O Segundo Concílio Ecumênico foi convocado em 381 e consolidou a vitória da Ortodoxia alcançada em Nicéia, em 325.
Durante os anos difíceis após a aceitação do Símbolo de Fé de Nicéa, a heresia ariana teve novos desenvolvimentos. Macedônio começou a usar a palavra ''homoiousios'' [de essência similar], em contraste como o ensino da Igreja de homoousios [mesma essência] para se referir à essência do Pai e do Filho.
Macedônio dizia estar se opondo aos hereges sabelianos, que afirmavam que as Hipóstases eram tão somente modalidades da essência divina, e contra os próprios arianos. Mas seus adeptos, dependendo das condições do momento, ora se inclinavam ao ensinamento ortodoxo e ora à heresia, blasfemando o Espírito Santo ao sugerirem que não era ''da mesma essência'' que o Pai e o Filho.
Um segundo heresiarca, Aécio, introduziu o conceito de ''anomoion'' (''diferente em essência''). Ele ensinava que o Pai era de uma essência completamente diferente da do Filho. Seu discípulo Eunômio afirmava um subordinacionismo hierárquico do Filho em relação ao Pai, e do Espírito Santo ao Filho. Todos que iam até ele eram rebatizados na ''morte de Cristo'', negando o Batismo no Nome do Pai, do Filho e do Espírito Santo, ordenado pelo próprio Salvador [Mt 28:19].
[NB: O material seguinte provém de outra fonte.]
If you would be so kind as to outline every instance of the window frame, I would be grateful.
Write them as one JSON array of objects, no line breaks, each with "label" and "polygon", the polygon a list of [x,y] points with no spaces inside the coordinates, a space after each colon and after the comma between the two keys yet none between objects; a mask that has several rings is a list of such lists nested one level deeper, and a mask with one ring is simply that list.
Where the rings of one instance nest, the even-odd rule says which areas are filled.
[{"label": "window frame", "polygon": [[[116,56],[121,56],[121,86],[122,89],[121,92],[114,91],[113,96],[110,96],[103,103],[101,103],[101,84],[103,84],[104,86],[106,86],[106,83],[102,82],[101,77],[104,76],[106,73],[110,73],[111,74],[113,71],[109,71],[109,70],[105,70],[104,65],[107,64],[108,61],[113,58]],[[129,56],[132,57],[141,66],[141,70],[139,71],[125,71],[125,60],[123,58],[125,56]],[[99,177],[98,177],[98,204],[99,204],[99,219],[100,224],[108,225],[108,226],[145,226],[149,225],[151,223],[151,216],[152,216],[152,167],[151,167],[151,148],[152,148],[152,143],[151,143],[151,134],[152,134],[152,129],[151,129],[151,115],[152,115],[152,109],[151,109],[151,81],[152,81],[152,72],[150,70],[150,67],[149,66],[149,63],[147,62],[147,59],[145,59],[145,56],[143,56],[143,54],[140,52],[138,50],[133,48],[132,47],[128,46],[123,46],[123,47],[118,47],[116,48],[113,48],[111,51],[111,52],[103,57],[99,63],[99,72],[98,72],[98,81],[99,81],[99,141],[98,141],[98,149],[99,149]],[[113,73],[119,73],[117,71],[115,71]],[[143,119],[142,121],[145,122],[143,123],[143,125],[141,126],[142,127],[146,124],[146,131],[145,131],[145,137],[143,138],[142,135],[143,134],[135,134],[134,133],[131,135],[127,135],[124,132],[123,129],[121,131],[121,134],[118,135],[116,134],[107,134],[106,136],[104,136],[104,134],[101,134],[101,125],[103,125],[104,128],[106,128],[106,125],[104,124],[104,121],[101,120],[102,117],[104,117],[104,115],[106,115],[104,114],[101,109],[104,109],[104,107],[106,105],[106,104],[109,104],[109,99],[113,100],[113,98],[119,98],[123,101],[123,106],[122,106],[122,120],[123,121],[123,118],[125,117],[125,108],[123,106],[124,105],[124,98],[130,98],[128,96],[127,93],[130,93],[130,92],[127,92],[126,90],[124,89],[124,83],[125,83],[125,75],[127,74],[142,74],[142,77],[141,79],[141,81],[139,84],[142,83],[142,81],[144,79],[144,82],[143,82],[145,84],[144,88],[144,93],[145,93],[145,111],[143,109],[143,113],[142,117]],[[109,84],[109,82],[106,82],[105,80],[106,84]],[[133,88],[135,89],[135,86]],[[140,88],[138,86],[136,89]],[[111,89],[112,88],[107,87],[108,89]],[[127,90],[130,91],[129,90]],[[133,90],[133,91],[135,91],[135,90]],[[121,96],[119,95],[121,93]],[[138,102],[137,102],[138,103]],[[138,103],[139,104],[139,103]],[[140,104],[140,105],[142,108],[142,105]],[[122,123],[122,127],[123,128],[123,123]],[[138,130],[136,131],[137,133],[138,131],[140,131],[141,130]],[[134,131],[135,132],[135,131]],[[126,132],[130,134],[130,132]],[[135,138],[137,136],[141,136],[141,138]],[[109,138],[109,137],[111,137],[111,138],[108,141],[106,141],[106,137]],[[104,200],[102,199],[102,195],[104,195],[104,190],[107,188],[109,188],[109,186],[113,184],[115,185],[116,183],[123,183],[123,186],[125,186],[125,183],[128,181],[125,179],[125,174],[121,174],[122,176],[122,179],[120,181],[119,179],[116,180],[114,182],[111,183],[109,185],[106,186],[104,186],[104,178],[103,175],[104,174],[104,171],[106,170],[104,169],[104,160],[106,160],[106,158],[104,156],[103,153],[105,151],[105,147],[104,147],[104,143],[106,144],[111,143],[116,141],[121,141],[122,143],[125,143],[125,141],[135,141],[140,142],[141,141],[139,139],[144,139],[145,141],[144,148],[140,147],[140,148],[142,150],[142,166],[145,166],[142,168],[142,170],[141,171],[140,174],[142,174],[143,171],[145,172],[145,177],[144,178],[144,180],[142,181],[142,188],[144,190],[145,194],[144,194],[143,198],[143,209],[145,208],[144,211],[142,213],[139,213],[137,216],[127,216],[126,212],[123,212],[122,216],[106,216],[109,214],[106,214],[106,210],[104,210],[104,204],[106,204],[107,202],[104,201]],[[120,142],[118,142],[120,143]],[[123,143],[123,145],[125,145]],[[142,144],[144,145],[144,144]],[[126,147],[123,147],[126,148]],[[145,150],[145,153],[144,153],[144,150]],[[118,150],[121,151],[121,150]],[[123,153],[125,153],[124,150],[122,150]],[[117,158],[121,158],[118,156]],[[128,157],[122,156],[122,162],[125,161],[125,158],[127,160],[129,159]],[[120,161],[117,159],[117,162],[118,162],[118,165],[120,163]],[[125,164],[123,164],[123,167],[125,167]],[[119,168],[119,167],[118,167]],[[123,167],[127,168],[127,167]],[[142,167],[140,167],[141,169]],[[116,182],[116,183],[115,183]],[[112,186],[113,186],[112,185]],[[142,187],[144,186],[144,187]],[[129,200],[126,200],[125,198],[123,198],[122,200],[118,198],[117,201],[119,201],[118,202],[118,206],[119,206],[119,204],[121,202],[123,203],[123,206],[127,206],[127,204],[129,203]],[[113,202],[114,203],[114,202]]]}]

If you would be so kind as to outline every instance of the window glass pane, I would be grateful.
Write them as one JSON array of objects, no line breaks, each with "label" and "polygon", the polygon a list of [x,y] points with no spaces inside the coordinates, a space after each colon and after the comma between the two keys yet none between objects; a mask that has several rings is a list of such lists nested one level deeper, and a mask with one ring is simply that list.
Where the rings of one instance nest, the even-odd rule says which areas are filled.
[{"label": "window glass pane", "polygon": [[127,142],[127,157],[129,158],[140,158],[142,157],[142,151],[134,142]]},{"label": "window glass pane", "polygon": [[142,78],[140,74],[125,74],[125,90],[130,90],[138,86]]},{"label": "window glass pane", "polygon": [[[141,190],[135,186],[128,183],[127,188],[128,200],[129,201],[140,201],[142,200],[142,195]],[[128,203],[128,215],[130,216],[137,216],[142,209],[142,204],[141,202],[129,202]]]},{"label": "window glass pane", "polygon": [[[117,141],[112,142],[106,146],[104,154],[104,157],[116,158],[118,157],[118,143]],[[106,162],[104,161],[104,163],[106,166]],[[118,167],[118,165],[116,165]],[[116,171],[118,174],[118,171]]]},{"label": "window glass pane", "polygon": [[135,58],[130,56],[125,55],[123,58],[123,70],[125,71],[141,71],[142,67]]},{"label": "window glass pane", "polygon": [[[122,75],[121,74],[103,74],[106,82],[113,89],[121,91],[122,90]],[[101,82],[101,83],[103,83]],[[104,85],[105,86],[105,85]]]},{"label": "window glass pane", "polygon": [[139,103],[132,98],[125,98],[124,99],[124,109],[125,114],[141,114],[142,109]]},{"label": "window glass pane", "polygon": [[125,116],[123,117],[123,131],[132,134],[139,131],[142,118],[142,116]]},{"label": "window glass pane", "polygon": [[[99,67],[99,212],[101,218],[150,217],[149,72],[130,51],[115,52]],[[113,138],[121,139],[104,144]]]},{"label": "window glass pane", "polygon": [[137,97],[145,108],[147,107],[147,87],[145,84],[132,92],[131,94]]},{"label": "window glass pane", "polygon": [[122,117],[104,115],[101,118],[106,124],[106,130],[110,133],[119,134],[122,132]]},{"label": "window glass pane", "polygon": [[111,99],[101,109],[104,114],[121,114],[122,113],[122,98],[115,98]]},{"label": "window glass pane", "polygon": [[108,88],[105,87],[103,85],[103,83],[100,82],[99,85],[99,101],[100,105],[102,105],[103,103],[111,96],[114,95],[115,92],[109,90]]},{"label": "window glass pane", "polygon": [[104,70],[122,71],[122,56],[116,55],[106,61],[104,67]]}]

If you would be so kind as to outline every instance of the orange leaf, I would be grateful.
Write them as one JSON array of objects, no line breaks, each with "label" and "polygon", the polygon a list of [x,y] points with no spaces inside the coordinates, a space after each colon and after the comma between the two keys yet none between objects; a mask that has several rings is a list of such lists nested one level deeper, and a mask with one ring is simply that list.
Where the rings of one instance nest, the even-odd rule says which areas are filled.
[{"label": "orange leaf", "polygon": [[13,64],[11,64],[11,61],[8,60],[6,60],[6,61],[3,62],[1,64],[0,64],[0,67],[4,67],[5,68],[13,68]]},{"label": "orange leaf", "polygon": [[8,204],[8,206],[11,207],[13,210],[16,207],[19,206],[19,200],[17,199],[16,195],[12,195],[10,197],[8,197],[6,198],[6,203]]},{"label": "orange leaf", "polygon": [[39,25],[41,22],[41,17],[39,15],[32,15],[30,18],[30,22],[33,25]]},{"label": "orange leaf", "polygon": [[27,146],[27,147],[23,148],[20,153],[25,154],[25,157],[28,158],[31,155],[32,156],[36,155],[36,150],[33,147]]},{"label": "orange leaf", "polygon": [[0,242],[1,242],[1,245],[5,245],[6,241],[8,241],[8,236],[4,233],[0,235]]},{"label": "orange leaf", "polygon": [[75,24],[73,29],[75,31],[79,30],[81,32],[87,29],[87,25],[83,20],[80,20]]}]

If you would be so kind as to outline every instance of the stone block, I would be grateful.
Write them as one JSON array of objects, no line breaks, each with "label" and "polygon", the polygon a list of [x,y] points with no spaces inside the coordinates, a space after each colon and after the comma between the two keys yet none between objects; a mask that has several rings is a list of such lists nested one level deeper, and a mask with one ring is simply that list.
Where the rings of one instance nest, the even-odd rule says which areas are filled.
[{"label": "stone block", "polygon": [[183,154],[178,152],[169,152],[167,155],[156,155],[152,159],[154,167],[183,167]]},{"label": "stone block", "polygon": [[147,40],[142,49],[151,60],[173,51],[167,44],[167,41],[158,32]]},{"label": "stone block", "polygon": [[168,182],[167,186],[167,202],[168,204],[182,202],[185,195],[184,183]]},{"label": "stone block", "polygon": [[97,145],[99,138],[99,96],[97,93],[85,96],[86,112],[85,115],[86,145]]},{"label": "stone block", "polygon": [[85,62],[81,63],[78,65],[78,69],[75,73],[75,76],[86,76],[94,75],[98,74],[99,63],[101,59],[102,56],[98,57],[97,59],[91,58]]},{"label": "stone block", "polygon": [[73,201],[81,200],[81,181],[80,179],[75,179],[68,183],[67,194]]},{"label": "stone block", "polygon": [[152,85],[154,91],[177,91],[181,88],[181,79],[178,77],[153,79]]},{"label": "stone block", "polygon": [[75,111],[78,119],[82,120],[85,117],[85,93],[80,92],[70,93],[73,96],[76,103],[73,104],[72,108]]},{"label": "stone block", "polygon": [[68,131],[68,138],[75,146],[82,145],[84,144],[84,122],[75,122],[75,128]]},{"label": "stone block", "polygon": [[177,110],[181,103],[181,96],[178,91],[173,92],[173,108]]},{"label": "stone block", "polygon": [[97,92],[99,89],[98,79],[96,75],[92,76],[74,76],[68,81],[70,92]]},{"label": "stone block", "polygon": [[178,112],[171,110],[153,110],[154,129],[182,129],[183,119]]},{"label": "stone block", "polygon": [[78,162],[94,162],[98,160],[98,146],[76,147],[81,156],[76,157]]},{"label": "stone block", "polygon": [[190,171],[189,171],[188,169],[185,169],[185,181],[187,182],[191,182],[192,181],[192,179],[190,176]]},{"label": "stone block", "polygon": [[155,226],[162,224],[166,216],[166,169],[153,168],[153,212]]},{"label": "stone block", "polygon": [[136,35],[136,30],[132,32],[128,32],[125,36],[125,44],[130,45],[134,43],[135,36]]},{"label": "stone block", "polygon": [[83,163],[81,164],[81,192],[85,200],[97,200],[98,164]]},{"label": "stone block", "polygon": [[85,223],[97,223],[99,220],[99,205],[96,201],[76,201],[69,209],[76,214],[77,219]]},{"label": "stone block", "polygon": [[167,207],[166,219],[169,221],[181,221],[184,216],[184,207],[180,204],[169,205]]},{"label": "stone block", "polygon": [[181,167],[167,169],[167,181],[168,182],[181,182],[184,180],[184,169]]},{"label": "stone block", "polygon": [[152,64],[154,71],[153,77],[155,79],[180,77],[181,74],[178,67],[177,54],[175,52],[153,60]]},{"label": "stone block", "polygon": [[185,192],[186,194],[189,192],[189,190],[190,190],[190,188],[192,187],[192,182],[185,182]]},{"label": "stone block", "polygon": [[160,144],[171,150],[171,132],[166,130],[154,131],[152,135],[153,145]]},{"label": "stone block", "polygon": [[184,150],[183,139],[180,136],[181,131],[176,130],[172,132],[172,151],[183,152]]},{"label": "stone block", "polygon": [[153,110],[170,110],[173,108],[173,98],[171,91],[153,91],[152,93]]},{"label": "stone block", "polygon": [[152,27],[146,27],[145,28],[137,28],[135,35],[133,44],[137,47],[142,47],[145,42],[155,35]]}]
Uma terceira heresia surgiu dos ensinamentos de Valêncio e Ursácio no Concílio Arimoniano. Eles tentavam enganar os Bispos dizendo que o Filho de Deus é de Deus, e em semelhança ao Pai, e não é criado como ensinado pelos arianos. Os hereges não queriam usar o termo ''um em essência'' para descrever a relação entre o Filho e o Pai, alegando que a palavra ''essência'' não é encontrada nas Escrituras Sagradas.
Ao lado desses erros havia também vários outros ensinamentos falsos. Apolinário blasfemava dizendo que a carne do Salvador não possuía razão ou alma humana. O Logos teria tomado o lugar da alma ausente e que a Divindade permaneceu morta por três dias.
Para lidar com essas heresias, o Santo Imperador Teodósio o Grande [379-395] convocou um Concílio Ecumênico em Constantinopla, ao qual compareceram 150 Bispos. Os Santos Padres rejeitaram unanimamente os falsos ensinamentos de Macedônio e reafirmaram o tesouro transmitido pelos Bem Aventurados Apóstolos de que o Espírito Santo não é uma criatura subordinada mas o Senhor Vivificante, que Procede do Pai e é adorado e glorificado com o Pai e o Filho.
De modo a combater as demais heresias dos eunomianos, arianos e semi-arianos, os Santos Padres afirmaram o Símbolo Niceno de Fé. Neste símbolo, aceito pelo Primeiro Concílio Ecumênico, não se tratava da natureza divina do Espírito Santo, já que as primeiras heresias não se direcionavam a esse ponto.
Assim, os Santos Padres adicionaram ao Símbolo suas seções oitava, nona, décima, décima primeira e décima segunda, confirmando definitivamente o Credo que é usado hoje em todas as igrejas ortodoxas.